И вот тут-то обнаружилась удивительная «кривая оценок», приведшая меня к неожиданным, хоть и неизбежным выводам.
Сравнительно удачные работы все время чередовались с прямо-таки никуда не годными. Причем плохими часто оказывались как раз те самые, которые в момент рисования мне нравились больше всего и которыми я сам перед собой гордился.
Начинается моя домашняя выставка с маленького холщового альбома девятьсот девятого года, то есть с восьмилетнего возраста.

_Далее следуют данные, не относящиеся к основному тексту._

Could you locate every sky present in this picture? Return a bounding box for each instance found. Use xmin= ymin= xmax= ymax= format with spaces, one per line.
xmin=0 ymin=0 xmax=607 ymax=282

Что же представляют собой рисунки этого альбома? В них нет еще борьбы за желаемое. На бумаге получалось не то, что хочется, а то, что «вышло». Кроме, пожалуй, одного случая, когда я попробовал изобразить скачущую лошадь на повороте дороги. Никак не удавался ракурс. Лошадь либо скакала поперек, упираясь прямо в гору, либо казалась упавшей. Бумага в этом месте почти насквозь протерта резинкой, а лошадь вместе с всадником так и лежит на боку в скачущей позе. В остальном же рисунки просто детские. Серые слоны идут по желтой пустыне. Война в горах, и сотни малюсеньких человечков с ружьями рассыпаны по скалам и пещерам.
Такие «зарисованные рассказы» всегда кажутся хорошими. Никакого труда для ребят они не составляют, а бездумная свобода, с которой ребята обращаются с цветом и формой, создает иллюзию качества, на которую часто ловятся экзальтированные или сентиментальные взрослые.
В девять-десять лет произошли первые встречи с какой-то определенной задачей, с необходимостью изобразить не «условный знак» вещи, превращающийся в вещь только внутри фантазии автора, а самую вещь. Первые встречи с натурой.
Эти работы внешне менее эффектны и более беспомощны, но тем не менее это честные работы. Наивная детскость пропала, но заменилась не дилетантством, а просто неумением.
Мой маленький холст с морем, сосной и лодкой на песке, о котором я говорил в начале этой главы, никто бы не принял на выставку детского рисунка, которые так любят устраивать педагоги и знатоки «детского творчества». Нет ничего эффектного в этой маленькой картинке с грязными красками. Я очень неумело и старательно их мешал, потому что передо мной море не было детски синим, а песок оказался вовсе не желтым, каким я когда-то рисовал его, изображая слонов в пустыне. Но сквозь неумелость и беспомощность все-таки видны и некоторые достижения желаемого. Видна форма лодки, не вообще всякой лодки, а именно той, которая была перед глазами. Видна серость дождливого неба, почти неотличимого по цвету от чуть зеленоватого моря. И как бы ни был плох этот маленький пейзаж, сейчас я вижу, что он был движением вперед.
А вот и другой этюд. Тот самый, который я писал в тринадцать лет, сидя в сосновом лесу. Конечно, в этой работе гораздо больше умения, чем в сером пейзаже Рижского взморья, но гордиться ни перед собой, ни перед монахом было нечем. «Умелость» жирного мазка и ярких красок обнаруживает только дилетантство. (Много позже, уже будучи актером, я узнал, что подобный путь создания роли Станиславский называет «играть результат». Этот путь самый легкий и самый гибельный.) Ощущение владения кистью перешло в прием, а прием в штамп. Пусть этот штамп еще наивный и детский, но все-таки он родил кокетство мазком, яркостью, контрастом. «Кривая» пошла вниз. К счастью, ненадолго.